The burden becomes even heavier for students who must travel long distances to examination centres located in different cities. For financially struggling families, repeated travel expenses can become overwhelming. Booking transport on short notice, arranging accommodation, managing meals, and dealing with delays create additional stress for both students and guardians.
For female students, these difficulties can become even more complicated. Many families remain uncomfortable sending daughters alone to unfamiliar cities. As a result, parents or guardians often accompany them, effectively doubling travel and accommodation costs. In some cases, students may even forgo examinations altogether if a guardian cannot take leave from work or afford the additional expense. Distance and safety concerns therefore continue to indirectly shape unequal access to higher education opportunities.
Although some reforms now allow students to sit for admission tests at centres closer to their home districts for certain public universities, many institutions still conduct examinations centrally. Students continue to apply separately to multiple universities, pay separate fees, and sit for separate exams. The physical, financial, and psychological burden falls almost entirely on them.
The system also rarely acknowledges structural inefficiencies in seat distribution. Many talented students secure positions in several universities but ultimately enrol in only one institution. Since universities publish results and set admission deadlines independently, students often complete admission procedures at one university simply to secure a seat while continuing to wait for results elsewhere. Yet each institution collects admission fees regardless of whether the student eventually remains there.

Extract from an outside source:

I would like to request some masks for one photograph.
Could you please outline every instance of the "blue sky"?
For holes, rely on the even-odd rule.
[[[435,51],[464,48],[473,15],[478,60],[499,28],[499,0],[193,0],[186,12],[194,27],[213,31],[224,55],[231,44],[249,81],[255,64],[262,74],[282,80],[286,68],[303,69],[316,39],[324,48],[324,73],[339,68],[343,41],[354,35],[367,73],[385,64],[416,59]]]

When students later withdraw, the seats they vacate are not always filled efficiently. Consequently, even highly competitive subjects may end the admission cycle with vacant seats despite intense nationwide competition. Thousands of students struggle for limited opportunities while some university capacity remains underutilised. This reflects not merely administrative weakness, but a broader lack of coordination across the higher education system.
Students from financially secure backgrounds usually have alternatives. Some pursue higher education abroad, while others enrol in private universities without enduring the same level of competition and uncertainty. For students from financially constrained families, however, the options are far narrower. Many academically capable and hardworking students fail to secure either a university seat or their preferred subject. The fear of becoming a financial burden weighs heavily on them throughout the process. Admission tests gradually become less about education and more about proving personal worth.
Competition is unavoidable in any system where opportunities remain limited. The real question, however, is whether the admission structure itself operates fairly and efficiently. A more unified national admission framework could reduce repeated examinations, lower financial pressure, and shorten the lengthy timeline students currently endure. The system used for medical college admissions — where seats across public and private institutions are distributed centrally according to merit — offers one possible model from which universities could learn.
Students are not demanding an easier system. They are asking for one that is fairer, more coordinated, and less exhausting. Higher education is meant to empower young people and expand their futures. The path towards it should not leave them mentally, financially, and emotionally drained before university life even begins.
Jannatul Ferdous Sohana is a university admission candidate. Jannate Romman is an 11th grade student at Rangpur Government College.